Paul Welch, CEO at Isle of Dogs-based said: “As long as SWAP rates, the rates which banks pay to borrow money, remain high, fixed rates for mortgages will continue to rise. If core inflation doesn’t come down significantly this month, or God forbid rises, then interest rates and SWAP rates will continue to go up and up.

“It gives me no pleasure to say that we could realistically see some fixed rates reach 7% before the summer is out.”

However, prices at the top end of London’s prime property market appear to be relatively immune from the ever rising cost of debt, largely because so many buyers do not require finance.

Latest figures from agent Savills show prices fell just 0.2% in the second quarter of the year, leaving values 3.9% above their pre-pandemic level.

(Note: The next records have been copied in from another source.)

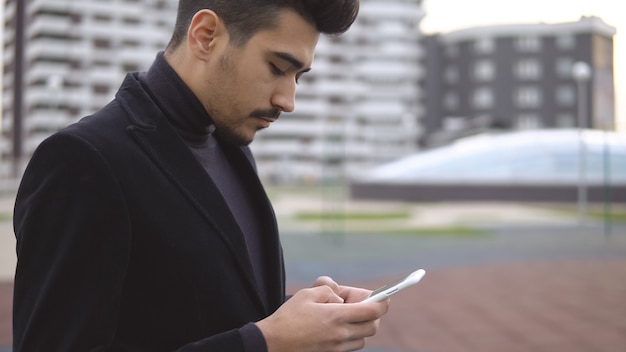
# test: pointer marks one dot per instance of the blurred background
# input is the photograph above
(484, 141)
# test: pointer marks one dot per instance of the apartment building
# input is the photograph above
(71, 58)
(358, 106)
(518, 77)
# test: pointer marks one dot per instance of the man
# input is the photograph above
(145, 228)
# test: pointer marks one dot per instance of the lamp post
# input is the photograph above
(582, 73)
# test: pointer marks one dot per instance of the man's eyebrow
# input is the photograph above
(297, 64)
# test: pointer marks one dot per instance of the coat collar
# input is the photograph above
(152, 130)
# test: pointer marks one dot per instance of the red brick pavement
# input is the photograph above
(551, 306)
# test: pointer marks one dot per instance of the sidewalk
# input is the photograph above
(539, 281)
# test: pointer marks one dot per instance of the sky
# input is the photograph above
(447, 15)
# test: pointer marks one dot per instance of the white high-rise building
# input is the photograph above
(359, 106)
(75, 55)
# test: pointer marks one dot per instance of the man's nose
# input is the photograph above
(285, 96)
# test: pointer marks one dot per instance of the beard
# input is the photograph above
(232, 129)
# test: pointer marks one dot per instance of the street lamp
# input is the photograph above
(582, 73)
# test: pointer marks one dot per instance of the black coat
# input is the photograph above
(125, 243)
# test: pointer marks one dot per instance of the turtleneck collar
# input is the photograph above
(180, 105)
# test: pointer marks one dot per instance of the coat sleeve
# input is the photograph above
(73, 246)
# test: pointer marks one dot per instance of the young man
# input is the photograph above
(145, 228)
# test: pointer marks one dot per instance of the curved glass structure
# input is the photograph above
(523, 157)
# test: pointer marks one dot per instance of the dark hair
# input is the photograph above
(243, 18)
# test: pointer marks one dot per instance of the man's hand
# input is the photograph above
(323, 318)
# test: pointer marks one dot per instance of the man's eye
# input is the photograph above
(276, 70)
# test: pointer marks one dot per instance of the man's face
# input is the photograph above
(249, 86)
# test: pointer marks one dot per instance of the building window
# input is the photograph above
(450, 101)
(452, 51)
(528, 97)
(564, 67)
(528, 121)
(528, 44)
(528, 69)
(565, 42)
(565, 95)
(484, 70)
(484, 46)
(565, 120)
(482, 98)
(451, 75)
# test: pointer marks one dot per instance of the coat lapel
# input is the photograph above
(168, 151)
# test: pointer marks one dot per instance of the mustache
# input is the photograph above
(271, 113)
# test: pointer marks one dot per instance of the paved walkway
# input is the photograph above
(536, 282)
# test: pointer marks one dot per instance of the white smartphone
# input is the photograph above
(388, 290)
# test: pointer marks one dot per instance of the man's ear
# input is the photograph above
(204, 30)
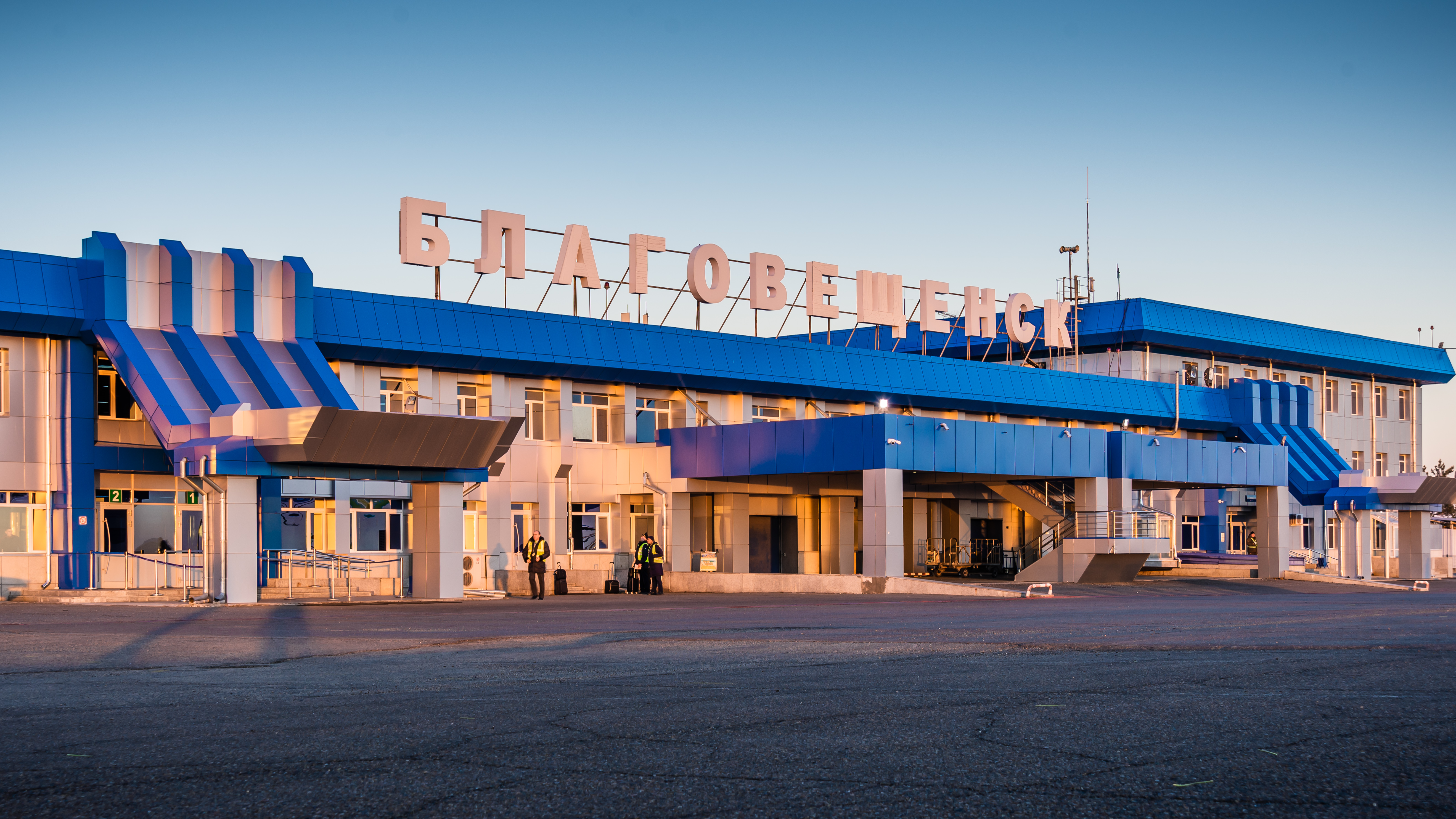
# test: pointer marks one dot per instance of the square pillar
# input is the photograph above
(237, 520)
(1275, 533)
(838, 536)
(1120, 494)
(341, 518)
(732, 536)
(1417, 542)
(678, 540)
(1093, 494)
(884, 523)
(437, 565)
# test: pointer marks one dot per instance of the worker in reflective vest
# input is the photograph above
(536, 553)
(650, 562)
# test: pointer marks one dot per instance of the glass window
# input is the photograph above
(398, 395)
(589, 527)
(653, 415)
(589, 417)
(536, 415)
(113, 398)
(472, 399)
(1190, 375)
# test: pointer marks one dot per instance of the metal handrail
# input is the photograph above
(132, 569)
(334, 565)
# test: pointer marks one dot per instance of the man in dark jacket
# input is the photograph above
(650, 561)
(536, 553)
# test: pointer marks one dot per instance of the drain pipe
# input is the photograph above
(50, 511)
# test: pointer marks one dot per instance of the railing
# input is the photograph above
(127, 571)
(328, 569)
(1053, 494)
(944, 555)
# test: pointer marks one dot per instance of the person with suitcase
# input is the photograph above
(650, 558)
(536, 553)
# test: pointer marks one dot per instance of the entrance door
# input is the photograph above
(116, 530)
(376, 530)
(1190, 534)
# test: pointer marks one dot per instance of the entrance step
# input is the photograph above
(102, 596)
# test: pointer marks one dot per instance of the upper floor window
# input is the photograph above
(536, 415)
(113, 398)
(589, 418)
(472, 399)
(653, 415)
(398, 395)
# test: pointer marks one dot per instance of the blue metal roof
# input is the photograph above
(424, 332)
(967, 447)
(1136, 322)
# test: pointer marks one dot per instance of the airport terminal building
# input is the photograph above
(213, 425)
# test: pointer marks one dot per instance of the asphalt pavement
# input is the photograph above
(1148, 699)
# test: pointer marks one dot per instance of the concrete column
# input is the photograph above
(921, 534)
(341, 520)
(1094, 494)
(1120, 494)
(439, 550)
(239, 542)
(838, 536)
(678, 540)
(1275, 533)
(1417, 545)
(732, 521)
(500, 537)
(884, 523)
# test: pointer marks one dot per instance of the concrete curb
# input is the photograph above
(1343, 581)
(733, 582)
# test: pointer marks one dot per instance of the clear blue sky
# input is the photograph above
(1291, 162)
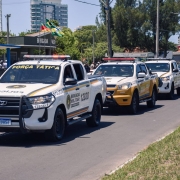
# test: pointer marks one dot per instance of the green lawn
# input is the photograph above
(160, 161)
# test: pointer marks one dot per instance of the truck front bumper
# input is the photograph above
(117, 100)
(165, 88)
(24, 118)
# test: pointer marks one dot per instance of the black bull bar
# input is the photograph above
(110, 100)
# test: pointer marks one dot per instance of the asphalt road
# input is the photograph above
(87, 153)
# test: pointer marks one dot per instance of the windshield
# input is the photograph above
(158, 67)
(115, 70)
(31, 74)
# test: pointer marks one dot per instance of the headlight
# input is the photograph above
(39, 102)
(124, 86)
(167, 78)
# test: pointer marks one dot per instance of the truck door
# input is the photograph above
(84, 86)
(175, 74)
(72, 93)
(146, 84)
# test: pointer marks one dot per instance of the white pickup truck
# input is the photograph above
(47, 95)
(167, 70)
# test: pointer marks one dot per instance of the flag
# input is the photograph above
(56, 31)
(44, 28)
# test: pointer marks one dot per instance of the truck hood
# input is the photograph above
(162, 74)
(17, 90)
(118, 80)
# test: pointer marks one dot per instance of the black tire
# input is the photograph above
(171, 94)
(56, 133)
(178, 91)
(133, 108)
(95, 119)
(152, 102)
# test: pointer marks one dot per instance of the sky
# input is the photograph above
(79, 14)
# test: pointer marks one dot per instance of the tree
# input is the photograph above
(67, 44)
(25, 33)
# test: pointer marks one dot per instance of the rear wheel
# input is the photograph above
(171, 94)
(95, 119)
(152, 102)
(56, 133)
(133, 108)
(178, 91)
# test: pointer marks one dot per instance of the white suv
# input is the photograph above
(167, 70)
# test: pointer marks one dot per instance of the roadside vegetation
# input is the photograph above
(133, 25)
(161, 161)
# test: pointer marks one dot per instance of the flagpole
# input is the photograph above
(44, 44)
(39, 42)
(50, 41)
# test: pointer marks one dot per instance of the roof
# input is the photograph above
(5, 46)
(133, 55)
(159, 60)
(38, 34)
(44, 62)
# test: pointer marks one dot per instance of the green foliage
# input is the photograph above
(67, 44)
(2, 41)
(55, 22)
(25, 33)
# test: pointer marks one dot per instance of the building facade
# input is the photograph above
(1, 15)
(48, 9)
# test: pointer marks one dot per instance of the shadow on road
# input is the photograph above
(165, 97)
(118, 111)
(78, 130)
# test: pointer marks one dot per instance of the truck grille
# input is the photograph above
(111, 85)
(111, 92)
(9, 107)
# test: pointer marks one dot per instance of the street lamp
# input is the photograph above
(93, 45)
(157, 31)
(8, 16)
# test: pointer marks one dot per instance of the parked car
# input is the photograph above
(46, 96)
(129, 83)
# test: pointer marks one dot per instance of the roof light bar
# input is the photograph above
(119, 59)
(159, 59)
(46, 57)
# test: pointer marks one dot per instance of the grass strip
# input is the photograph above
(160, 161)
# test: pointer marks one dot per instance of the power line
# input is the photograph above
(87, 3)
(16, 3)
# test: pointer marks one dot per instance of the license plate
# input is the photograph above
(5, 122)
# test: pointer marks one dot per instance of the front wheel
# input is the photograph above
(56, 133)
(133, 108)
(152, 102)
(171, 94)
(178, 91)
(95, 119)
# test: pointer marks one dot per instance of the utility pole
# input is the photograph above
(157, 31)
(93, 45)
(107, 9)
(8, 16)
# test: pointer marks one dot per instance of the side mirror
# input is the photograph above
(141, 75)
(150, 72)
(70, 81)
(175, 70)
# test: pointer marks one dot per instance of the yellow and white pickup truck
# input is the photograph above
(47, 95)
(128, 83)
(167, 70)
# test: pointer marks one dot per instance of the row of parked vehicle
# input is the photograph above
(130, 81)
(48, 93)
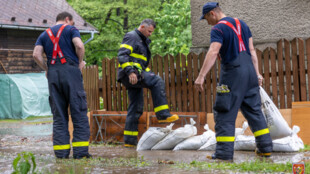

Frances McDonald at Savills said: “The established prime markets most synonymous with equity-rich buyers are holding up the strongest amid mortgage market turbulence. While London’s prime market continues to perform more strongly than expected, the most recent interest rate rises are likely to squeeze buyer budgets and increase price sensitivity, particularly in the more domestic outer prime locations where more buyers are dependent on borrowing.

“Sellers will need to price pragmatically to align with prevailing buyer expectations.”